矢掛本陣文学賞佳作随筆2017

第1回の「矢掛本陣文学賞」の随筆部門で佳作となった作品です。昭和30年代の初めの頃の懐かしい庶民の生活の様子を、記録として残しておきたかったので、まとめられてよかったです。60歳代になってから思い起こして書いたので、若干記憶に誤りがあるかもしれません。原稿用紙10枚の作品です。

幼き日のこと

紙芝居のイラスト

昭和三十年代初め、私が小学校に入る前の頃のことだ。

ある日、私と姉は庭で遊んでいた。すると、下の道の方でチリンチリンと音がした。紙芝居のおじさんが、鐘を打ち鳴らしている音だった。いつもの四つ辻を見下ろすと、おじさんと紙芝居を荷台に乗せた自転車が見えた。

早速、家に駆けこんで母に言った。

「紙芝居のおじさんが来とってじゃあ。早う、お金をちょうでえ」

母は紙芝居のおじさんがいつ来てもいいように、五円玉を小さなガラス窓の敷居に貯めていた。
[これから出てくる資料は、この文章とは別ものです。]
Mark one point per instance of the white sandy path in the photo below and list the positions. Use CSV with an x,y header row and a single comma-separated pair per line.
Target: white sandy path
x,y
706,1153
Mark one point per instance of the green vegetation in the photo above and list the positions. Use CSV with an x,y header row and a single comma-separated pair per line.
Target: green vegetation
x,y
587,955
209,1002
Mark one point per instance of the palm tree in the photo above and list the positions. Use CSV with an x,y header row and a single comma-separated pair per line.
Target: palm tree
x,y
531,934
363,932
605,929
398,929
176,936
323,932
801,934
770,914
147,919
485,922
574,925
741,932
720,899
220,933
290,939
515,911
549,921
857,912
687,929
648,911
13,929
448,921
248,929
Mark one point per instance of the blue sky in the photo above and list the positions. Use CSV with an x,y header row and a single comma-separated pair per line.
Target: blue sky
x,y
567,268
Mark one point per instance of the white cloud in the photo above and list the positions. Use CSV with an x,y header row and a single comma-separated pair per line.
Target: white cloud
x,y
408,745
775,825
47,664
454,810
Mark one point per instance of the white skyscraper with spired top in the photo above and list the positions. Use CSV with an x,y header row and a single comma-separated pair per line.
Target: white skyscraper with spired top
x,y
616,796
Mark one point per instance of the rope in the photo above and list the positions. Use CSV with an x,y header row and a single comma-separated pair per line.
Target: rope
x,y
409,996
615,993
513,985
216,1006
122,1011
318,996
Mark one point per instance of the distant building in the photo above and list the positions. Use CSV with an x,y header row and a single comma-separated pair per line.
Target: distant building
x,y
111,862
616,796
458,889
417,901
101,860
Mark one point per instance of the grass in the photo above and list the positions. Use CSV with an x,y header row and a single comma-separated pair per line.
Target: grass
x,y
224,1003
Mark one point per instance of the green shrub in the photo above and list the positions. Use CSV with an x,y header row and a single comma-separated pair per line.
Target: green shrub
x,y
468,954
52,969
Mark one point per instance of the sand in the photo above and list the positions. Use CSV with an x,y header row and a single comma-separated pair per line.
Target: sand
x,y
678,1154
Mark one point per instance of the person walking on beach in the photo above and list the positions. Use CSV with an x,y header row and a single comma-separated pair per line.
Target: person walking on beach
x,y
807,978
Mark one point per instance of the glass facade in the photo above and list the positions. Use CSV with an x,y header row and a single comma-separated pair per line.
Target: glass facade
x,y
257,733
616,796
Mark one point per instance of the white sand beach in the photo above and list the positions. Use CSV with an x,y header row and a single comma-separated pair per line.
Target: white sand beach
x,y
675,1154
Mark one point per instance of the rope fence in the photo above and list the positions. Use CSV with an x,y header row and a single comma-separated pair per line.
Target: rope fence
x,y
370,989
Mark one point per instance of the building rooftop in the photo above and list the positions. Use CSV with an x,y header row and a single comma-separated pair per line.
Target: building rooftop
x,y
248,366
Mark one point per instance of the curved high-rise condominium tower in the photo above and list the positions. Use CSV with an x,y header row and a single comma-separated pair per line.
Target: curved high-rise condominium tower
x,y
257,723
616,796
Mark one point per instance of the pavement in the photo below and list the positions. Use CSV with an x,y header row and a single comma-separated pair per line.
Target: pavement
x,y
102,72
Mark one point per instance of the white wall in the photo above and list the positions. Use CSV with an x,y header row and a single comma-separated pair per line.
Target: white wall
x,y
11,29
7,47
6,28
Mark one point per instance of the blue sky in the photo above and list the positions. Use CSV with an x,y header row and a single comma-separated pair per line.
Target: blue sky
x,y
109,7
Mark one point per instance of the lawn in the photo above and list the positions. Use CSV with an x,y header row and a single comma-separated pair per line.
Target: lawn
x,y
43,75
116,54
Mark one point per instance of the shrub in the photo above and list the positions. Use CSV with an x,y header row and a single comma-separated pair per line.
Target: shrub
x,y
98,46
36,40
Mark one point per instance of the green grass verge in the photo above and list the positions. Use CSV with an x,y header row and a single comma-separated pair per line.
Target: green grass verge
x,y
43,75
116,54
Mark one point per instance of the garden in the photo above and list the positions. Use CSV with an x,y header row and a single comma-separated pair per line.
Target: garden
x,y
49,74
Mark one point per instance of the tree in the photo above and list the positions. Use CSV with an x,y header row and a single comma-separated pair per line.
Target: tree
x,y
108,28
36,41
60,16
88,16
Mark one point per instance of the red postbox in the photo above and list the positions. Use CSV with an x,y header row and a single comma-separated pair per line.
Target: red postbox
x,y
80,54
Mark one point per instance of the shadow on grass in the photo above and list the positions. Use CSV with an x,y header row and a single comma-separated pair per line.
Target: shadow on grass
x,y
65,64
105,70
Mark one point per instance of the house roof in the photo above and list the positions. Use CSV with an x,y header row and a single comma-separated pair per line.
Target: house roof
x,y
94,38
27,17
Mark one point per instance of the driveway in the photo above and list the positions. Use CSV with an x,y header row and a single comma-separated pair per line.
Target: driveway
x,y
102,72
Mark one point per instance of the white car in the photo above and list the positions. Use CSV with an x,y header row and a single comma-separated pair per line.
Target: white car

それを、二人分として二枚を姉に渡してくれた。二つ下の私は、どこかで落とすかもしれないと信用されていなかった。

私たちが四つ辻まで来ると、隣近所の子どもたちも十人ほど集まって来ていた。まず初めにお金を払ってお菓子を貰う。紙芝居枠の下に引き出しがあり、その中は仕切られていて、そこにスルメや飴や水飴やお煎餅やゼリーなどが入っていた。好きな お菓子楽天 を二種類選び、貰った。

それを食べながら、紙芝居の見物だ。おとぎ話や「黄金バット」などを見た。最後にクイズがあって、三人ぐらいが答えさせて貰った。正解なら好きなお菓子が一つ貰えた。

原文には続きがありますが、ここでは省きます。